Foreign policy expert Rajan Menon, who specializes in Asia, will outline a scenario for a diplomatic approach to the confrontation between the U.S. and North Korea. The alternative, he warns, is a potential nuclear disaster that could claim thousands of lives, perhaps more.
Professor Menon argues that the tactics President Trump has used to compel North Korea to dismantle its nuclear program have only caused its leader, Kim Jong-un, to up the ante. “By now,” he says, “this much ought to be clear: North Korea hasn’t been cowed into compliance by Washington’s warnings and military muscle flexing. The more Pyongyang suspects that Washington’s real goal is regime change, the less likely it will be to relinquish its nuclear weapons for fear of suffering the fate of [Libyan leader] Muammar Gaddafi.”
Menon proposes a diplomatic approach based on reciprocity to de-escalate the confrontation while laying the groundwork for what he calls “a grand bargain that combines aid and political normalization in return for denuclearization and the pullback and reduction of troops on the Korean peninsula.”

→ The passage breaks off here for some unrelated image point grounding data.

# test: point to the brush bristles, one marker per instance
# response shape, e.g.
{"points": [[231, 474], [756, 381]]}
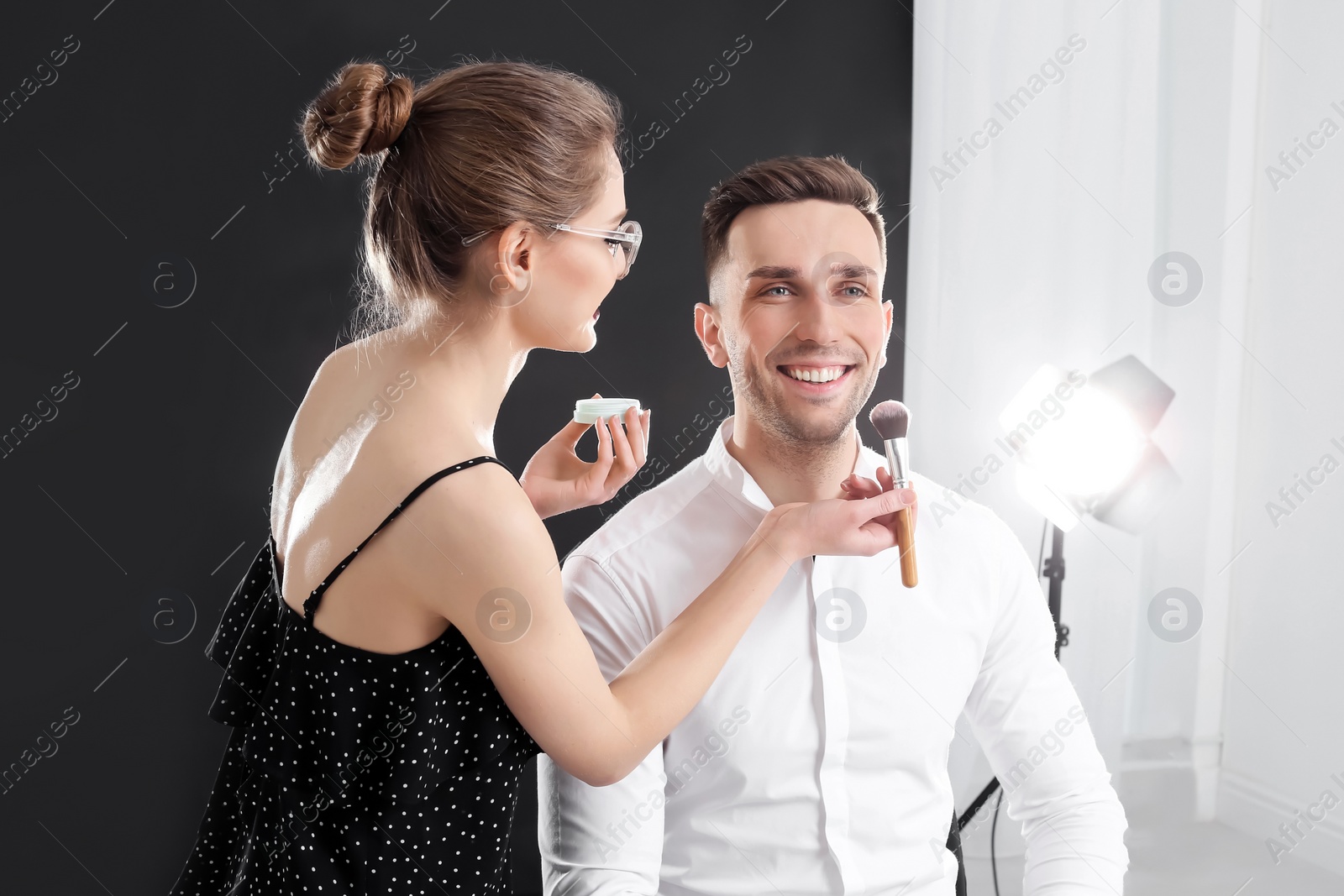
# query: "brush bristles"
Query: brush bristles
{"points": [[891, 419]]}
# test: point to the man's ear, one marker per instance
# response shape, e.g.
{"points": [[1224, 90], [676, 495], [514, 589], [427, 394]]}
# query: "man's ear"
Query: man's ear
{"points": [[711, 336], [886, 317]]}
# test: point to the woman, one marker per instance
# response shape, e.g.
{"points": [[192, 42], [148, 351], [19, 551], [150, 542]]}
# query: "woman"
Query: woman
{"points": [[385, 708]]}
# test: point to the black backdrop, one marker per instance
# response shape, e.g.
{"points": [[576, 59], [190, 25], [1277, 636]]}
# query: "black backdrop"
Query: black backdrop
{"points": [[174, 273]]}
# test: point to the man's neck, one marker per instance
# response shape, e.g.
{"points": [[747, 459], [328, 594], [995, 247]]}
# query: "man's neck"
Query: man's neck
{"points": [[793, 472]]}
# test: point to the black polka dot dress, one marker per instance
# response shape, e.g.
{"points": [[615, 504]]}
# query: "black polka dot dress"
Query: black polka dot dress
{"points": [[349, 772]]}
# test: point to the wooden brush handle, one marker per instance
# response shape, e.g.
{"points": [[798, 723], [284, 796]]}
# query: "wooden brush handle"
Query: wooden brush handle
{"points": [[906, 543]]}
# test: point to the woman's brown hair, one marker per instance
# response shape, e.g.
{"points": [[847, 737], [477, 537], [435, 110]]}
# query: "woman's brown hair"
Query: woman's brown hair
{"points": [[472, 149]]}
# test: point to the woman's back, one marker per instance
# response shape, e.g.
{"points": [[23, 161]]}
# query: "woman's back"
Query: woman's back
{"points": [[374, 423], [351, 768]]}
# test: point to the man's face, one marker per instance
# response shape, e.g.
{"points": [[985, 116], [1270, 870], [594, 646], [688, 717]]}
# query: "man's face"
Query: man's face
{"points": [[799, 295]]}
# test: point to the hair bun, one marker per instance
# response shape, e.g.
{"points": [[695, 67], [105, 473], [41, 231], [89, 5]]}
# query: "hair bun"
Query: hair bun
{"points": [[360, 112]]}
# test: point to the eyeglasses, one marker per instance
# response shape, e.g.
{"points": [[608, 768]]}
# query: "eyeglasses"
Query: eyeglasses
{"points": [[625, 238]]}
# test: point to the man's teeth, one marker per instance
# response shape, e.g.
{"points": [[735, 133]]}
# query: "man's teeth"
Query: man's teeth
{"points": [[816, 374]]}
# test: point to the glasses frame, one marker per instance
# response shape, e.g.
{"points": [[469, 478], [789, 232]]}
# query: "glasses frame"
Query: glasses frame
{"points": [[629, 235]]}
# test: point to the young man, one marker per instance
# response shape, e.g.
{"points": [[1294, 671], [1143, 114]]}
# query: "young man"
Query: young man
{"points": [[817, 762]]}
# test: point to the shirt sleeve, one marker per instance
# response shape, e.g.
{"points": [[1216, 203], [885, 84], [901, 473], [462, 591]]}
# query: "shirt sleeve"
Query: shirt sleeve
{"points": [[1027, 716], [601, 841]]}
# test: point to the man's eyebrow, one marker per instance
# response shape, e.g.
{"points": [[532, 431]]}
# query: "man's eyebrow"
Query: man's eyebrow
{"points": [[773, 271], [850, 270], [853, 270]]}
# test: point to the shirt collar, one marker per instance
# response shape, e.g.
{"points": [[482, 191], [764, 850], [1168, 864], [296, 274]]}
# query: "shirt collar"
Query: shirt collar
{"points": [[732, 477]]}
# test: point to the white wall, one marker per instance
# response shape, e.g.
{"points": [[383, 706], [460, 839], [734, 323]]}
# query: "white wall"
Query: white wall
{"points": [[1038, 250], [1284, 692], [1035, 251]]}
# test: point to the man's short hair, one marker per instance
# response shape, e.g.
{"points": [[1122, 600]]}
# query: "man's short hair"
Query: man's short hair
{"points": [[784, 181]]}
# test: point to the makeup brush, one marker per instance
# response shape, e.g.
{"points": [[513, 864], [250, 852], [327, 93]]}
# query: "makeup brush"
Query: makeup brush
{"points": [[891, 419]]}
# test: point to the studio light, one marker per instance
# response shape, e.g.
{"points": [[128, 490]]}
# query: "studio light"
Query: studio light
{"points": [[1082, 446]]}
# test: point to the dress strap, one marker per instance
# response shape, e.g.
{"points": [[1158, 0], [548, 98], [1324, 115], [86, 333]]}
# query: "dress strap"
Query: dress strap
{"points": [[315, 598]]}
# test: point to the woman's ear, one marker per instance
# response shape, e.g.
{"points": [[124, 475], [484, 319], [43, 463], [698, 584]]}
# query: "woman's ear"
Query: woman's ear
{"points": [[514, 264], [711, 336]]}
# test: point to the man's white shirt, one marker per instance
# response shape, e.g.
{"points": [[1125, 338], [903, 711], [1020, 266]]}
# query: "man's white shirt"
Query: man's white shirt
{"points": [[817, 761]]}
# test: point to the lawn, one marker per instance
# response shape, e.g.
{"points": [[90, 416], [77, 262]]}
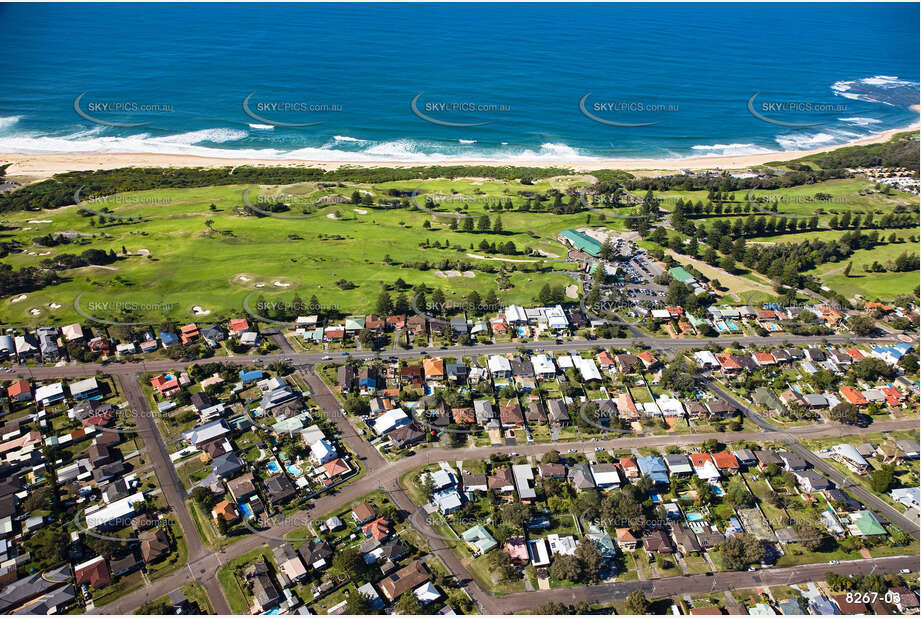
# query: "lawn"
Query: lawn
{"points": [[215, 258], [238, 596]]}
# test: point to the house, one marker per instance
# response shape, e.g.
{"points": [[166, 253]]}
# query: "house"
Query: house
{"points": [[510, 414], [409, 577], [49, 393], [605, 476], [479, 539], [523, 477], [93, 572], [188, 333], [224, 510], [557, 412], [517, 549], [128, 563], [265, 593], [580, 477], [279, 489], [242, 488], [378, 528], [685, 540], [289, 562], [630, 468], [768, 458], [792, 462], [434, 369], [811, 481], [154, 544], [625, 539], [704, 466], [499, 366], [653, 467], [501, 480], [852, 395], [316, 554], [726, 462], [165, 384], [849, 456], [390, 420], [21, 390], [483, 411], [658, 542], [405, 436]]}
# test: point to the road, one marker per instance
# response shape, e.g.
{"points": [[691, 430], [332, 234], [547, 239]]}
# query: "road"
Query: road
{"points": [[665, 345], [173, 491]]}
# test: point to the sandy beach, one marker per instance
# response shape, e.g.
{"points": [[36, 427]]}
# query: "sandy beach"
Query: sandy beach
{"points": [[30, 167]]}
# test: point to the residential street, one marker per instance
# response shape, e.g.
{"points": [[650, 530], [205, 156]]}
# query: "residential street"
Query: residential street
{"points": [[384, 475]]}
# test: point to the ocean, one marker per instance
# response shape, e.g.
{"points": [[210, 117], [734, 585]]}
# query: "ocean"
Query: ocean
{"points": [[440, 82]]}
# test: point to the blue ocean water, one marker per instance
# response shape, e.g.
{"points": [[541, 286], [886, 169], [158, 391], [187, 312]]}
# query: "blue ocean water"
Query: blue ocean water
{"points": [[486, 80]]}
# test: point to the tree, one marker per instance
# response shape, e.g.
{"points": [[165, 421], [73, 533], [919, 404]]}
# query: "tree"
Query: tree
{"points": [[637, 603], [567, 568], [741, 550], [358, 604], [845, 413], [516, 514], [408, 605]]}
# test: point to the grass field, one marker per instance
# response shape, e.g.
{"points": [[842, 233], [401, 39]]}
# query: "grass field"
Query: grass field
{"points": [[186, 253], [194, 254]]}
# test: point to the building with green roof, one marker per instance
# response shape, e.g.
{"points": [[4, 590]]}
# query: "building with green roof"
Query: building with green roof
{"points": [[479, 539], [582, 242], [681, 275]]}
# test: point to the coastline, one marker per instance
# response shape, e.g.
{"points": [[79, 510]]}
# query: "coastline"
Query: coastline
{"points": [[40, 166]]}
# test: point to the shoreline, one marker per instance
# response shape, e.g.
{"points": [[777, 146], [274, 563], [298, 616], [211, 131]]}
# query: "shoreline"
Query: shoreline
{"points": [[41, 166]]}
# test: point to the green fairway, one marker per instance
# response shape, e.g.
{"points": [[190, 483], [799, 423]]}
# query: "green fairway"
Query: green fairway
{"points": [[198, 248]]}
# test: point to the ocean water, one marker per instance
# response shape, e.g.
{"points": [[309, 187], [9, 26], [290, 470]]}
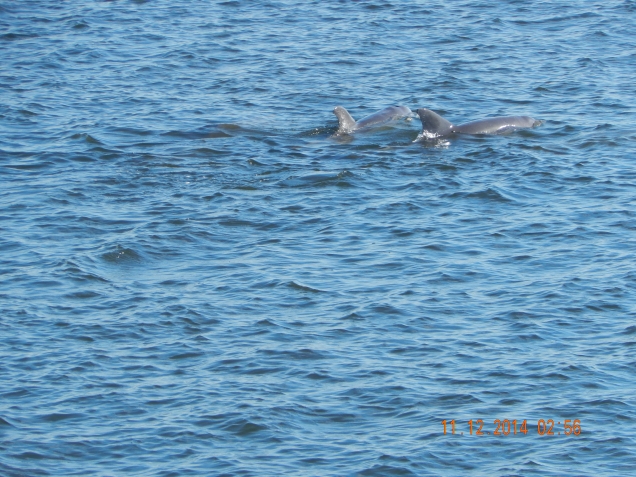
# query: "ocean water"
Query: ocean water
{"points": [[199, 277]]}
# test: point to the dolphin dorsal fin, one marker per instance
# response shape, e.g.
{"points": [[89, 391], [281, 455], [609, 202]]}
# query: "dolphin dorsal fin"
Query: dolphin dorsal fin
{"points": [[433, 125], [345, 122]]}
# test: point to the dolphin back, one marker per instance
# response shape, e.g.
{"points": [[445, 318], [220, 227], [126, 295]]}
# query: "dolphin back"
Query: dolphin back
{"points": [[496, 125], [386, 115], [345, 122], [433, 125]]}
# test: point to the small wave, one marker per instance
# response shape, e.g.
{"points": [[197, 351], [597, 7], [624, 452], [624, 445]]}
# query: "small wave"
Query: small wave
{"points": [[315, 178]]}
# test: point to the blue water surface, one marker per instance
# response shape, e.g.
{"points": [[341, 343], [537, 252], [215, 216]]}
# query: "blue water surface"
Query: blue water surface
{"points": [[199, 277]]}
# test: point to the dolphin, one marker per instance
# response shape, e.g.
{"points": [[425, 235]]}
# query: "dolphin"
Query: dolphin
{"points": [[346, 124], [433, 125]]}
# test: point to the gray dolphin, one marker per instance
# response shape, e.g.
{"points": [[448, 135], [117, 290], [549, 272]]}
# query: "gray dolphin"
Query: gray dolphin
{"points": [[433, 125], [346, 124]]}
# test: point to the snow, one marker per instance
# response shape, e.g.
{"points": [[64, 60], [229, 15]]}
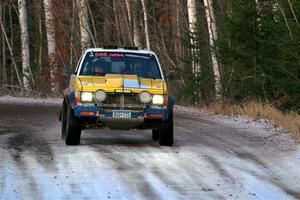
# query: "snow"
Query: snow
{"points": [[29, 101], [128, 165]]}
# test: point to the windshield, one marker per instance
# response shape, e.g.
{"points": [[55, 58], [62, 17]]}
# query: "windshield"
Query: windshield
{"points": [[102, 63]]}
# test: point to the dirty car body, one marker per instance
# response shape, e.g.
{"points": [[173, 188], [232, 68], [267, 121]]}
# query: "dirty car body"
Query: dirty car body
{"points": [[117, 88]]}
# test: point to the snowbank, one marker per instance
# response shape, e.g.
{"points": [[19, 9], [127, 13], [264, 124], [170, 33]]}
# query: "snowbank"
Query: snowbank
{"points": [[29, 101]]}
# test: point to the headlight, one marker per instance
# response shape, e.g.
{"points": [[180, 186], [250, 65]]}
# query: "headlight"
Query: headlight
{"points": [[145, 97], [86, 97], [158, 99], [100, 96]]}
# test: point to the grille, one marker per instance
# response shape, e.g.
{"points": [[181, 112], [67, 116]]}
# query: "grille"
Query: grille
{"points": [[122, 99]]}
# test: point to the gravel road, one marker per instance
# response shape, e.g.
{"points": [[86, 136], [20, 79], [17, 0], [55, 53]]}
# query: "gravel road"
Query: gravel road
{"points": [[213, 158]]}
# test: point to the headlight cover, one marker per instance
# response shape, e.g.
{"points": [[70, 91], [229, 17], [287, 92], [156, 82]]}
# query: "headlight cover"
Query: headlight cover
{"points": [[158, 99], [86, 96], [145, 97], [100, 96]]}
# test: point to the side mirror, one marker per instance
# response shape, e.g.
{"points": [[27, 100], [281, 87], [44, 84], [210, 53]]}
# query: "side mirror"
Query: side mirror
{"points": [[69, 71]]}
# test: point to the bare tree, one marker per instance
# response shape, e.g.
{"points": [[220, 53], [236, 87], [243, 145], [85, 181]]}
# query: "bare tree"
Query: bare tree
{"points": [[212, 30], [146, 24], [10, 51], [51, 43], [137, 40], [84, 24], [192, 16], [25, 43]]}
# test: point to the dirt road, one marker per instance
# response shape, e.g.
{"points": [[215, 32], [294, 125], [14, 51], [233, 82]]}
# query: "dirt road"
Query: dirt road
{"points": [[213, 158]]}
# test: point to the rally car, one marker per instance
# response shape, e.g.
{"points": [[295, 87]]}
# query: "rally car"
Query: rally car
{"points": [[118, 88]]}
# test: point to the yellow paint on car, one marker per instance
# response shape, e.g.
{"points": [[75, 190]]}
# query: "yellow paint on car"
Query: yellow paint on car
{"points": [[112, 82]]}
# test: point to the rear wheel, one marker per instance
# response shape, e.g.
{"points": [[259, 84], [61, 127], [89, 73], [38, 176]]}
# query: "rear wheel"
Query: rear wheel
{"points": [[155, 134], [166, 131], [73, 128]]}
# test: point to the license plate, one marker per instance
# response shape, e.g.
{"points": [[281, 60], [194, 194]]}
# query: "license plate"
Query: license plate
{"points": [[121, 114]]}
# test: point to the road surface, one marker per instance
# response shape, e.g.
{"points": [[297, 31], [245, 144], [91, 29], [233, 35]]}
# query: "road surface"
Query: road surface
{"points": [[213, 158]]}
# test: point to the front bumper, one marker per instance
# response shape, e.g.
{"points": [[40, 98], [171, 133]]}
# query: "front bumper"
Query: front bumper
{"points": [[98, 112]]}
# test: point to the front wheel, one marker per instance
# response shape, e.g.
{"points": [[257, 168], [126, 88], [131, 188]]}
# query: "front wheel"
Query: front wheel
{"points": [[166, 131], [63, 120], [73, 128]]}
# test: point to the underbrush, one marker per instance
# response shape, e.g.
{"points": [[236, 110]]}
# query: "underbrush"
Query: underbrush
{"points": [[289, 122]]}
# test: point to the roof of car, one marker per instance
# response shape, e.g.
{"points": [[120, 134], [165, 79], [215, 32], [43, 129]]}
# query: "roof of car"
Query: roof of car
{"points": [[119, 50]]}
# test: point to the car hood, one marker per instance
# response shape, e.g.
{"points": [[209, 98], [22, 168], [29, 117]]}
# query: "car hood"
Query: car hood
{"points": [[120, 81]]}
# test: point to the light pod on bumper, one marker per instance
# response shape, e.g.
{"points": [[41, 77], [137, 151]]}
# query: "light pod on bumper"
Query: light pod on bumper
{"points": [[100, 96], [158, 99], [145, 97], [86, 96]]}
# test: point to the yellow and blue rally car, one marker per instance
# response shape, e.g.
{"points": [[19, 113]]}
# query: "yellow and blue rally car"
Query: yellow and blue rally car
{"points": [[119, 88]]}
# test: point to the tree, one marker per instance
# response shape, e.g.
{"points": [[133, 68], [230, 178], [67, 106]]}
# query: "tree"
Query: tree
{"points": [[25, 43], [51, 43], [192, 18], [137, 38], [84, 24], [146, 24], [213, 36]]}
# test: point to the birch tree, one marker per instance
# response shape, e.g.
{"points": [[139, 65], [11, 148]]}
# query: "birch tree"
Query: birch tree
{"points": [[51, 43], [25, 43], [146, 24], [192, 18], [84, 25], [137, 39], [212, 30]]}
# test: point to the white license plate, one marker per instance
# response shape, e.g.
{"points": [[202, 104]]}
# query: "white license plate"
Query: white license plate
{"points": [[121, 114]]}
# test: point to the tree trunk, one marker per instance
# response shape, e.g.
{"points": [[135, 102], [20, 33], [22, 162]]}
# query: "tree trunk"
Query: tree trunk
{"points": [[25, 43], [4, 76], [84, 25], [146, 24], [212, 30], [192, 17], [11, 52], [137, 39], [51, 44]]}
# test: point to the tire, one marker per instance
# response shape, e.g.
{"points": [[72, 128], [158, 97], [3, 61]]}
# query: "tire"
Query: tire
{"points": [[155, 134], [73, 128], [63, 120], [166, 132]]}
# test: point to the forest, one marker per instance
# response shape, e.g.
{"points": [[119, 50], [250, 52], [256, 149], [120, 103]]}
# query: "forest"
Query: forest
{"points": [[230, 50]]}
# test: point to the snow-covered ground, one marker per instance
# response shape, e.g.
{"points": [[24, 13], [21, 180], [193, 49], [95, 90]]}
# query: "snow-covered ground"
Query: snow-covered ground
{"points": [[27, 100], [214, 157]]}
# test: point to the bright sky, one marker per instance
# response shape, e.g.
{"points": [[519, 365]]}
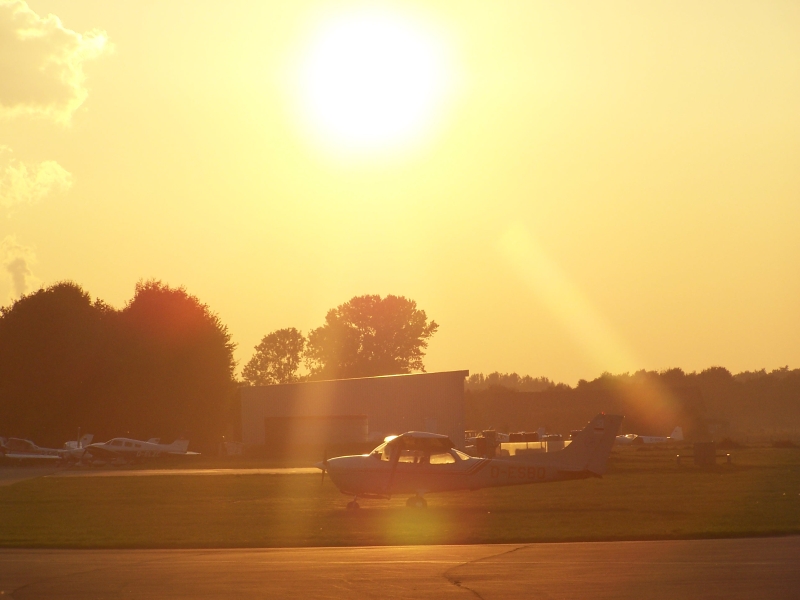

Rajan Menon is the Anne and Bernard Spitzer Professor of International Relations at the City College of New York, a Senior Research Fellow at Columbia University’s Saltzman Institute of War and Peace Studies, and a Global Ethics Fellow at the Carnegie Council on Ethics in International Affairs. He holds a doctorate in political science from the University of Illinois and is the recipient of numerous awards and grants.
Andrew J. Bacevich, a History and International Relations professor at Boston University and a two-time Cape Ann Forum speaker, calls Menon’s latest publication, The Conceit of Humanitarian Intervention, “an immensely admirable book — concise, lucid, and above all tough-minded.”
Menon’s other books include Ukraine in Conflict: The Unwinding of the Post-Cold War Order (2015) and The End of Alliances (2007). His commentary has appeared in the New York Times, Los Angeles Times, Boston Globe, Newsweek, Foreign Affairs, Foreign Policy, Huffington Post, The Nation, and National Interest, among other major media.